After donuts (may we suggest the maple bacon), and a quick walk through downtown we headed to the Hawthorne Street area of town. Before hitting all of the shops, we decided to grab brunch at Pine State Biscuits, a tiny little hole in the wall of a place that I read about on a blog.

 It was incredible! Hands down our favorite food from our entire trip. As the name indicates, they specialize in biscuits. Then they put all sorts of deliciously inventive toppings on said biscuits. We had to eat in the car because it was standing room only. If you go to Portland; eat here! Don't be scared away by the line.

We found Hawthorne Street to be very much like our South Congress, kind of the main drag of artsy shops and boutiques and cafes.
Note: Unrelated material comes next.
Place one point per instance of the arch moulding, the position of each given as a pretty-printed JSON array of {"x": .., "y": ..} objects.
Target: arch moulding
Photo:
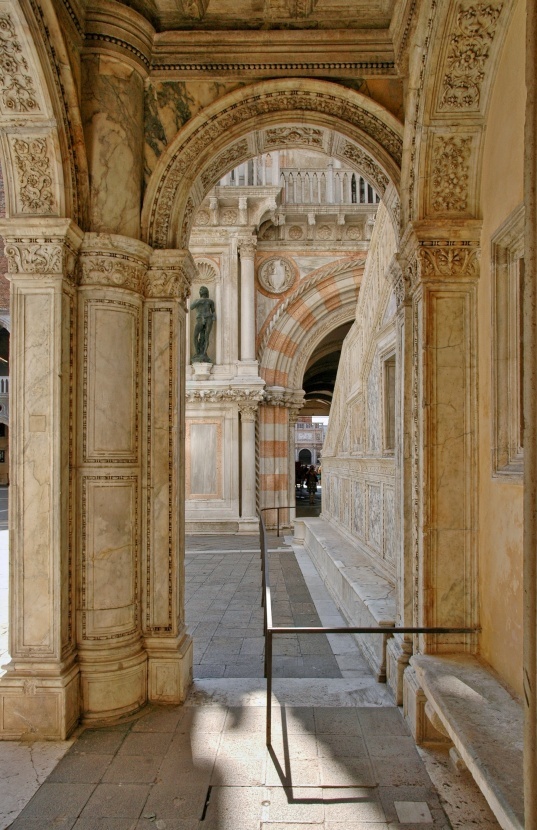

It was fun, but very much akin to the crowd and flair we have in Austin. While it is a quirky show, we laughed several times throughout the day about how spot on the show Portlandia is. 

After lunch and walking, we stopped at the Chinese Gardens.
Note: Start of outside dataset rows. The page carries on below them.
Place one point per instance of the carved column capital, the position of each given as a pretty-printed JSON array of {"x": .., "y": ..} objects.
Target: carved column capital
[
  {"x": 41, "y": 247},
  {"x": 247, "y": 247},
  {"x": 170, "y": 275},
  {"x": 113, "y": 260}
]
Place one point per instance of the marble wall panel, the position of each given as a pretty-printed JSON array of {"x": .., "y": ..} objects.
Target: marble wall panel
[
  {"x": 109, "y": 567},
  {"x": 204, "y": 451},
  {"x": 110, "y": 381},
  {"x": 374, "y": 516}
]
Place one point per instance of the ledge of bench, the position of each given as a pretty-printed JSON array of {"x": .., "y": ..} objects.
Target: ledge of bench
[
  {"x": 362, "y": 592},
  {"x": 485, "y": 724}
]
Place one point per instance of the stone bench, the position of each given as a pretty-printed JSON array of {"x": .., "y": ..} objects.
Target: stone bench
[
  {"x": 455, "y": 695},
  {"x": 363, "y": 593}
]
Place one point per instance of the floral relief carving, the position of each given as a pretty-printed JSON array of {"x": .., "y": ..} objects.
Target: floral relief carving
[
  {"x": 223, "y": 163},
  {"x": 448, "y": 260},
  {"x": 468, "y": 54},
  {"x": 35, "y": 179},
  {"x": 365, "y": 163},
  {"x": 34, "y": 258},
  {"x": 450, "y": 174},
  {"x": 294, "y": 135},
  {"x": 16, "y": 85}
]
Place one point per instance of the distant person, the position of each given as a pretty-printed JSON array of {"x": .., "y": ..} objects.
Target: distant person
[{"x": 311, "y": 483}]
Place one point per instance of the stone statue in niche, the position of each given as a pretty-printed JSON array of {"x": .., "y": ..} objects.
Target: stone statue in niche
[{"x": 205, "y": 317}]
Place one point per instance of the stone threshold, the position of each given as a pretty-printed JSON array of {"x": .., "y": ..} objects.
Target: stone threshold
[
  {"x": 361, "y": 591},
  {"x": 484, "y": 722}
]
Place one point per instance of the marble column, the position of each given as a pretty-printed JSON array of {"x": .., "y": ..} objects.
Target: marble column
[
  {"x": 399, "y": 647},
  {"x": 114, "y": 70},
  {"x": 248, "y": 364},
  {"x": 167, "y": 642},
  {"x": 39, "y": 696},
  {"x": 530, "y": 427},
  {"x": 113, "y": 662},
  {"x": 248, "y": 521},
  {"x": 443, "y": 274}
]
The gardens are a unique little hidden city within a city, full of ponds, paths, and a tea room, but both of us agreed that our next stop, the Japanese Gardens, completely blew away their competition.

I could have spent hours sitting under a big maple and looking at the peaceful streams and flowers  in there. 

We passed several photographers and couldn't imagine what the place would look like in spring or fall as it was breathtaking in the middle of winter. 

Look at theses images of the "famous maple" from the Japanese Gardens in fall, it is unreal. I'm thinking of moving to Portland just so I can come back at every seasonal change.

Sadly, we didn't get any photos together in the garden because we somehow managed to run down the batteries on both of our phones, and our camera! I felt so bad that Matt missed some birthday calls because of it, and that I didn't get to document our dinner at the Portland City Grill. The restaurant is at the top of a city high-rise and looks out over Portland - not necessarily a place for the twenty-something travel budget, but not to miss, especially for a special occasion like a birthday. We could see a few mountains, one being Mt. St. Helens. It was a very unique way to celebrate Matt. That evening we drove back to Seattle and had dessert at a restaurant on the pier before heading in for the night. Day 2 of our trip was a success!